Advisor Perspectives welcomes guest contributions. The views presented here do not necessarily represent those of Advisor Perspectives.
Advisors serving 401(k) plans may successfully improve investment performance, only to find out that the plan sponsor is totally unsatisfied. A recent conversation I had made that painfully obvious, and a recent study by my company confirmed that such outcomes occur all too often.
At a networking meeting I attended in June for startup companies in the Boston area, the newly hired HR director of a 70-employee biotech company told me about her role as plan sponsor for its 401(k) plan. While she was an experienced investor, she had never managed a retirement plan before and was very concerned that recently laid-off employees were considering filing fiduciary negligence lawsuits against the plan.
This was a typical, boilerplate small-business plan sold by a financial advisor at a bank broker-dealer. Seeking assistance to help her understand her ERISA fiduciary obligations, the HR director called the advisor and was immediately shuffled off to the company’s centralized retirement call center. There she was passed along a chain of representatives until she was finally told that they could not help her, advising her to contact an ERISA attorney instead. A week later, having apparently forgotten her previous call, the advisor called to discuss adding new funds to the plan.
Shortly thereafter, the HR director made searching for a new plan provider one of her highest priorities.

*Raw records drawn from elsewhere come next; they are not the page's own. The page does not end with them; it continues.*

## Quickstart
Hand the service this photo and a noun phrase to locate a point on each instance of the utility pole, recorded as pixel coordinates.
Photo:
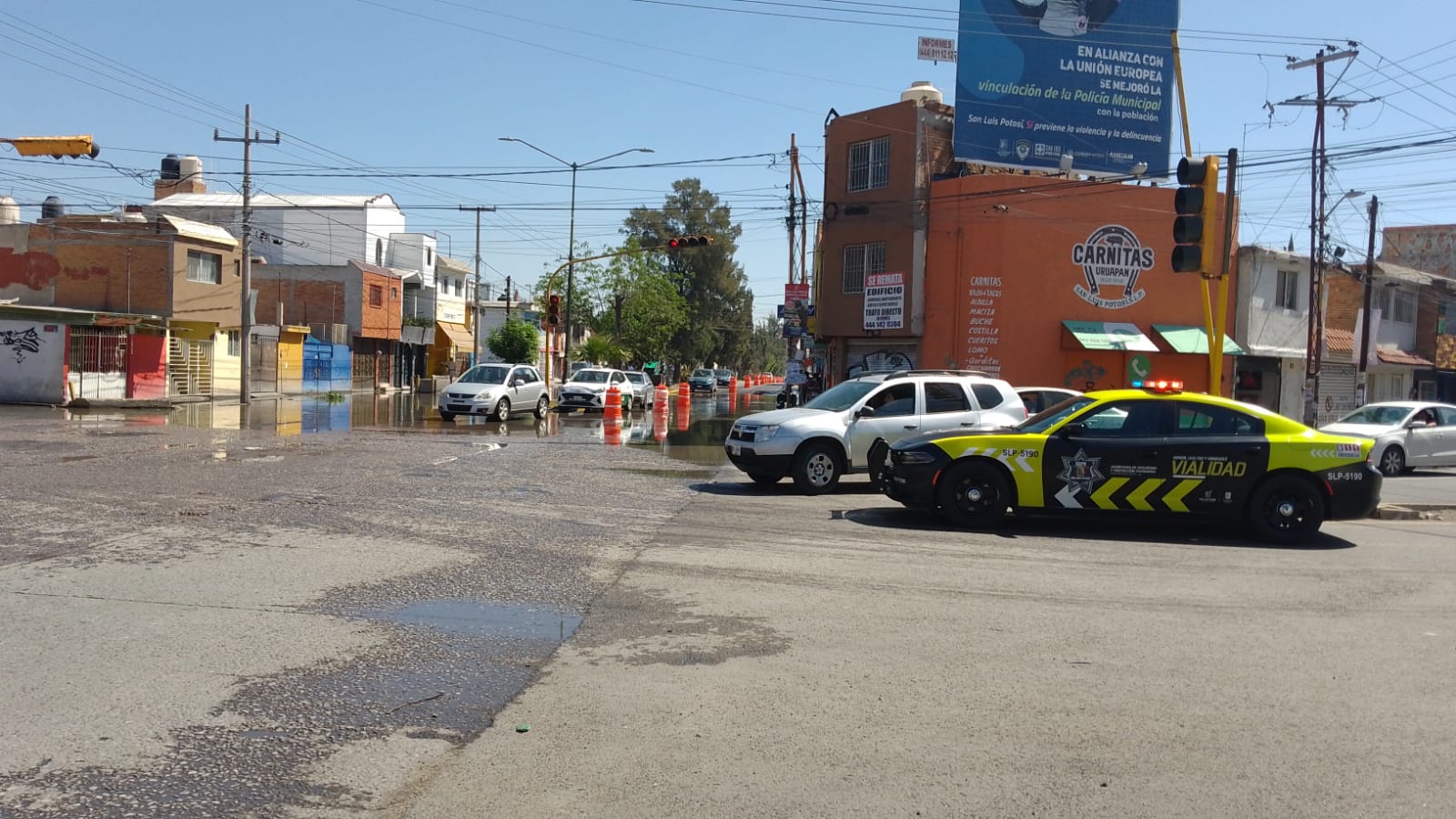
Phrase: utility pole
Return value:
(245, 349)
(1366, 319)
(1315, 329)
(475, 307)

Similar situations are all too common in the small-plan space, and they are a chief source of client dissatisfaction, according to findings from The Briskin Consulting Study of Small-Retirement-Plan Sponsors. Analyzing the results from an online survey of 112 small-plan sponsors conducted in the first quarter of 2010, the study reveals the issues that keep plan sponsors up at night and the reasons why they select, stick with, and switch providers.
Product performance isn’t a priority
Advisors would like to think that investment performance sells plans. This is not the case.

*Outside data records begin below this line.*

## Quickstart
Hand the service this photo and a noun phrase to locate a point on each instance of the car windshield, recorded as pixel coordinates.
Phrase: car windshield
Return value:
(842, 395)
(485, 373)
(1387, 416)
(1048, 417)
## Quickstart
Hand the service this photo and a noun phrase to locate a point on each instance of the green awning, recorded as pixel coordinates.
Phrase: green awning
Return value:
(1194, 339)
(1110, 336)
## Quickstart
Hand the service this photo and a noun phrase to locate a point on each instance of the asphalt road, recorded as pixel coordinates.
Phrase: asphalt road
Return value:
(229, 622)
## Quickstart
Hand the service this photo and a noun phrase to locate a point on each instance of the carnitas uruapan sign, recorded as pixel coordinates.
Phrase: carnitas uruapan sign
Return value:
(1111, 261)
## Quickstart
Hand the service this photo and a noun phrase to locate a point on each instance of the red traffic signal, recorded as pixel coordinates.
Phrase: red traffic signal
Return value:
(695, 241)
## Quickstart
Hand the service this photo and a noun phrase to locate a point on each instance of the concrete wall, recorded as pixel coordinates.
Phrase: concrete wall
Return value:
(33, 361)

While 77% of respondents were dissatisfied with returns from the investment options in their plans – who wouldn’t be, in this market? – only 48% considered underperformance to be a “major concern.” Compare this to the 74% who were very worried about meeting their fiduciary obligations and the 87% who were struggling to keep up with ever-changing Department of Labor regulations.

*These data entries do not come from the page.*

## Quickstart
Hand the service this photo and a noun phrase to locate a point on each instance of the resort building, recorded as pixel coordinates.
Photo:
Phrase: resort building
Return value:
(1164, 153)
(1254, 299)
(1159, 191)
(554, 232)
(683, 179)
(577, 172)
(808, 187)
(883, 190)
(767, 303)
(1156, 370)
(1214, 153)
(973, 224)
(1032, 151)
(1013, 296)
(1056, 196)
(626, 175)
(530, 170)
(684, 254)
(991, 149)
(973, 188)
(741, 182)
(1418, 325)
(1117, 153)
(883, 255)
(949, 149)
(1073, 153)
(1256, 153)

Value-added advice: An increasingly rare commodity
Plan sponsors are looking for advice and assistance that goes beyond the usual bread-and-butter issues of operations and plan compliance. Most were quite happy with the help they were receiving in those particular areas, and were satisfied with the quality and depth of information on the plan’s investment options. But nearly two-thirds felt that they were not receiving adequate advice on fiduciary-related issues, nearly half wanted better regulatory updates, and nearly a third felt that the quality of participant education and advice left a lot to be desired.